庄内川の名前は愛知県内で使われ,岐阜県に入ると土岐川と呼ばれます。以前は各地域ごとに,名前が使われ,玉野川,勝川,枇杷島川,番場川,一色川など呼ばれたようです。この地域は比較的古い(=硬い)地層からできており川幅が狭くなって峡谷(玉野峡谷)をつくっています(図1)。庄内川が平野に出る手前にあたります。城嶺橋しろがねばし近くの山頂から名古屋城がみえたことから名づけられたそうです)付近からは河原に降りることができ,美濃帯の砂岩がちな地層や大きな転石が近くで観察できます(図2)。名古屋付近の地層はほぼ水平に近い所が多く,地層の走向や傾斜の測定に適したところは少ないのですが,この川原は傾いた地層も見られ,以前に高校の地学の参考所用の写真を撮りに出版社の方と来たこともあります。

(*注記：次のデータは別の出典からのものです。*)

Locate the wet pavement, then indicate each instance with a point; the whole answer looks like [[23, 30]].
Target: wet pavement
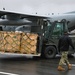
[[27, 65]]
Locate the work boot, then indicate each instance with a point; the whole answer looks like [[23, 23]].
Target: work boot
[[60, 68], [69, 66]]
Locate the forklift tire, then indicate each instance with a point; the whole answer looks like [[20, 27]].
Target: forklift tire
[[50, 52]]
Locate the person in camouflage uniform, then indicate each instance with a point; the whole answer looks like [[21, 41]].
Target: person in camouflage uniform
[[63, 46]]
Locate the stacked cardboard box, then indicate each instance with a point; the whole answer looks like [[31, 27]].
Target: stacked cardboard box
[[25, 43]]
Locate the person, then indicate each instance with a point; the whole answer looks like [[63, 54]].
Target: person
[[63, 46]]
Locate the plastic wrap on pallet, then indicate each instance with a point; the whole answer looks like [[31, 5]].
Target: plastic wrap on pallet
[[11, 41], [28, 43]]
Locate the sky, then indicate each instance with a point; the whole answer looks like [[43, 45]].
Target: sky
[[43, 7]]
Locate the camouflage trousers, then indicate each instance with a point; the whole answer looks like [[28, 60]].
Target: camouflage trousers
[[64, 58]]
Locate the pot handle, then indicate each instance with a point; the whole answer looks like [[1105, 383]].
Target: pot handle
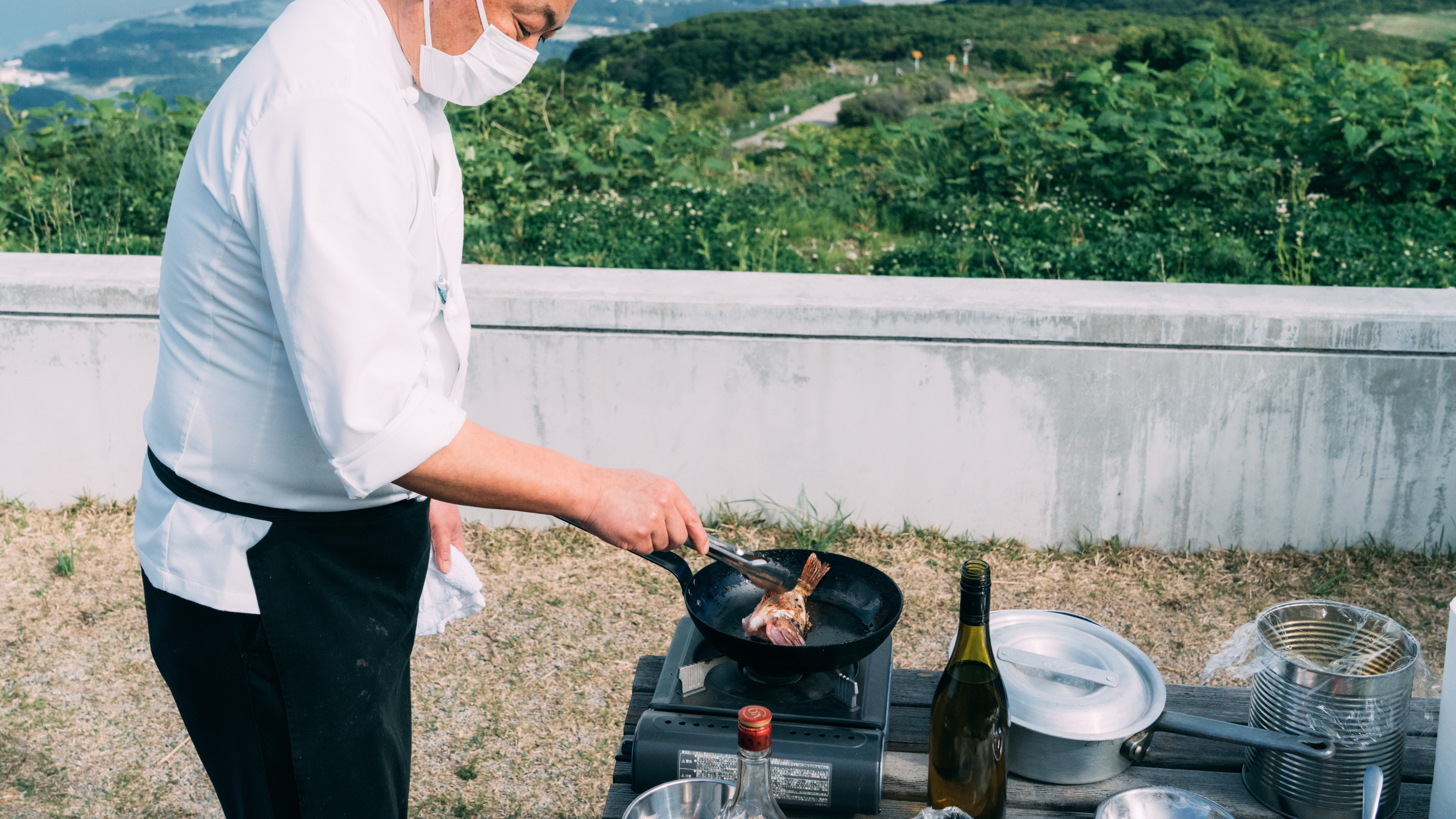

この日は前日の夜に降雨があったため水量が多いようです。

図1 玉野峡谷 庄内川
図2 城嶺橋と庄内川

このあたり一帯は,ジュラ紀付加体の美濃帯(上麻生ユニット)と呼ばれる砂岩や泥岩からできています。ハンマーが使えないので,きれいな露頭は見られませんでした(図3・図4)。
 玉野川堰堤や川に平行に流れる導水路も水量がかなりありました。紅葉目当ての観光客も多くいましたが,11月末にもかかわらず暖かいためか紅葉はまだまだの様でした(図6)

図3 美濃帯砂岩層
図4 美濃帯泥岩層
図5 玉野堰堤と導水路
図6 紅葉の様子

     日本の地形千景 愛知県:春日井市付近の地形変遷より
現在中央線は,川岸より上位を長いトンネルで通っています。